Shaman stood up from where he'd been sitting against the ruins of the front door, his dark face wearing a familiar soft smile. His long hair had been tied back in what he used to call his "war braid," and he wore his usual khaki and leather, deck slung across his back and a small automatic dangling loosely from one hand. As we both watched silently, he slowly lifted the gun butt-first and slid it into its holster.
"They told me where to find you," Shaman said simply. "I was going to make it quiet, but Lone Star was crawling all over the place." He tapped his portable's leather strap. "When I figured out what was up, I called in some friends. Voivode's still upstairs, and Hetter's monitoring the drones."
"You bastard," I swore, "Voivode nearly got me killed!"
Shaman lifted his hands palm-up and gave me an elaborate shrug.
"What are friends for?" he asked, white teeth flashing in a broad smile.
I stared at him a long moment, then broke down and laughed helplessly, and pulled him into an embrace. Sometimes you've just got to hope you know who your friends are, and take the chance. Jyre lowered the sleeve and powered it down to standby status, shaking her head.
"Who told you I was down here?"
"Well," Shaman said thoughtfully as we separated, "that's a bit strange. Just a message waiting when I logged into the Matrix. I tried to run a trace on it, but it was pretty well ICed."
"Lone Star," Jyre said. "Aspirant must have been some sort of operative for the cops, if Macabre was right."
"That's right," I said slowly. "Don't you owe me an apology?"
"Probably. Aspirant hired me to bring you over — alive — in order to lure Shaman here. Said he needed Shaman to do some codework for him, some code Shaman had worked with in the past and would know how to bypass. The whole set-up was supposed to be a big Matrix run on Biodesigns. Macabre had already checked it out, and said it looked square. Aspirant must have gotten some real codes from BioD."
"But why us?" I asked, confused.
"I guess he figured that as long as he had the chance, he'd catch a few more fish in his net. Arranged to have me pick you up, and then left your friend here a note. You two have managed to annoy Lone Star in the past. We all have.
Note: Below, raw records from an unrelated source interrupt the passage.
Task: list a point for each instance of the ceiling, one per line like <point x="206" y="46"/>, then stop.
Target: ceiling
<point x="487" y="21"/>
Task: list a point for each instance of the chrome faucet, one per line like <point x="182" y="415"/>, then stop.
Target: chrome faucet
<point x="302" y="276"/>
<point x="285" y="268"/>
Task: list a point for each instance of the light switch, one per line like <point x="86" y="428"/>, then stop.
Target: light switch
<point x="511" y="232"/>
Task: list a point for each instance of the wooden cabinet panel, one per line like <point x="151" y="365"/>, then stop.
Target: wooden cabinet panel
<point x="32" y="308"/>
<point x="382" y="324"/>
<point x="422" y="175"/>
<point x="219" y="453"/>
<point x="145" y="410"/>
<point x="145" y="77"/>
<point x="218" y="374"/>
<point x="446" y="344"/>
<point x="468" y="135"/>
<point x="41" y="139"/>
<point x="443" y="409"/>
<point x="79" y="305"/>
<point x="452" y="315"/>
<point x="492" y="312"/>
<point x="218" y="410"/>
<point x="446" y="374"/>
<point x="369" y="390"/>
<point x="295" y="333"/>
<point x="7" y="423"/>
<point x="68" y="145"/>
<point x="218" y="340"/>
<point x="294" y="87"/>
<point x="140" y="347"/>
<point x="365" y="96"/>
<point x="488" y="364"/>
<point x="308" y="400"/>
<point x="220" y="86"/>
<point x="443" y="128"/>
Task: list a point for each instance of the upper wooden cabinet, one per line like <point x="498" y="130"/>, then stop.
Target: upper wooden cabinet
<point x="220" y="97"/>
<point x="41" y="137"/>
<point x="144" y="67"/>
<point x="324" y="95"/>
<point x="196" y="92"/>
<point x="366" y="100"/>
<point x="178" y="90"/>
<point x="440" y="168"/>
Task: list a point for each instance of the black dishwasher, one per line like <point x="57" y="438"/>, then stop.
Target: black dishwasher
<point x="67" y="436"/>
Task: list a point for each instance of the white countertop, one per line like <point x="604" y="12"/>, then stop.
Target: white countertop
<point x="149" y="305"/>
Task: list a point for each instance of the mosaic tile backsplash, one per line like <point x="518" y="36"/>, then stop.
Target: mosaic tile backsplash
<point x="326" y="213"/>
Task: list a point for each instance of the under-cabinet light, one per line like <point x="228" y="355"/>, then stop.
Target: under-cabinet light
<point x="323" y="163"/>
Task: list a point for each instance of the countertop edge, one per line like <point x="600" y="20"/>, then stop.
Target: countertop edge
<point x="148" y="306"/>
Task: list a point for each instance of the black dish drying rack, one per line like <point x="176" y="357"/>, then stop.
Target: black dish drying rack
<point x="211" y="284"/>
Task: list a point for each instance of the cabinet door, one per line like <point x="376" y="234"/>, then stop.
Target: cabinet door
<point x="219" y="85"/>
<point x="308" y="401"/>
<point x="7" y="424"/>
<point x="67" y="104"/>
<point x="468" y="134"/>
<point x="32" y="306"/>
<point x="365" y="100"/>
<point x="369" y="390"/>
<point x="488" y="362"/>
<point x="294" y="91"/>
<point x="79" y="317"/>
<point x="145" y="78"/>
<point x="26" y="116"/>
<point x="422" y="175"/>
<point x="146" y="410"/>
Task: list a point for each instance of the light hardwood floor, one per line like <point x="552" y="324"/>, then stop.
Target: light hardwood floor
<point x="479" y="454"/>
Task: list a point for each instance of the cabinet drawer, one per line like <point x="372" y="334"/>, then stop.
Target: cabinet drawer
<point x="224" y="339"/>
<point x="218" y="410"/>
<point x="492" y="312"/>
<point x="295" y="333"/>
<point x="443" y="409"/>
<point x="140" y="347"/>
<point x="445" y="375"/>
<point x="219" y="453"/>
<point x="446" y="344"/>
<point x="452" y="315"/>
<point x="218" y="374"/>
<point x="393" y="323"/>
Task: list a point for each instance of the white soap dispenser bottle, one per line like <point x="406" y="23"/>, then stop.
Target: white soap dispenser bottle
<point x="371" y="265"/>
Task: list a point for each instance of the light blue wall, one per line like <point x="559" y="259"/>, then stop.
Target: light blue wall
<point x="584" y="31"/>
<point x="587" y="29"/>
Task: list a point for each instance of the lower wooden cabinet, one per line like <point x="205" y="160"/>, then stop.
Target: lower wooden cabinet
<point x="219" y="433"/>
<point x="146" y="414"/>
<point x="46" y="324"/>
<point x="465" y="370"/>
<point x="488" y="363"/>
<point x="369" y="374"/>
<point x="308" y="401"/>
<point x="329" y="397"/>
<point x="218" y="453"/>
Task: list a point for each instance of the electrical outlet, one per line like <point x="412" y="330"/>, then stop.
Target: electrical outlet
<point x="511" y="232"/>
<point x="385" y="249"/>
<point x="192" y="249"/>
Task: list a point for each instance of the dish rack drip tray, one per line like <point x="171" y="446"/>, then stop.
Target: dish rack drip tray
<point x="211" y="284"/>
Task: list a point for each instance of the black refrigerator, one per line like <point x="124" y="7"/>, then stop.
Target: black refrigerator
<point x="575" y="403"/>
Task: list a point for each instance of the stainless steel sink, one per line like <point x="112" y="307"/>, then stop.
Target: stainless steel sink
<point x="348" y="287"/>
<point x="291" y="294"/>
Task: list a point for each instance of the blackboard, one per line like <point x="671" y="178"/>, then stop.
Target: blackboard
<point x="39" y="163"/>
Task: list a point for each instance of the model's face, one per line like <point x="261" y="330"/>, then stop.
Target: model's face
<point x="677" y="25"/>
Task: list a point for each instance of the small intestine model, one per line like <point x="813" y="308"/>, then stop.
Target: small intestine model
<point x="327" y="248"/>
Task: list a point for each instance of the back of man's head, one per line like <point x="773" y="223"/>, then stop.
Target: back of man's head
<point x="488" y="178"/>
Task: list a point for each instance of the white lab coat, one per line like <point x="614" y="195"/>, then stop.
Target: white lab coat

All things considered, it would have been a nice sting if the decker here hadn't gotten paranoid and called in some friends."
"I am not paranoid," Shaman said stiffly, giving her a haughty look. "I am cautious."
"Cautious men don't blow up Lone Star."
"Voivode has a fascination with explosives." Shaman sounded regretful, but I wasn't fooled. He was a decker with a taste for violence, although he hid it pretty well from strangers.
"Did you imply there was a rigger nearbye?"
"I did," Shaman nodded, one hand still resting on my sleeve. Having him nearby again was almost as good as Jyre's painkillers.
"Then maybe he can give us a lift out before DocWagon shows up for Potemkin." She tapped the chronometer on her sleeve. "ETA two minutes."
"And what of your apology to my friend?" the decker asked softly.
"I owe you one," Jyre nodded to me. "Call me. I'll give you an account to pay for the leg. Deal?"
"Deal," I agreed. Shaman glanced at me, dark eyes weighing my expression, then nodded and tapped out a message to Hetter on his deck.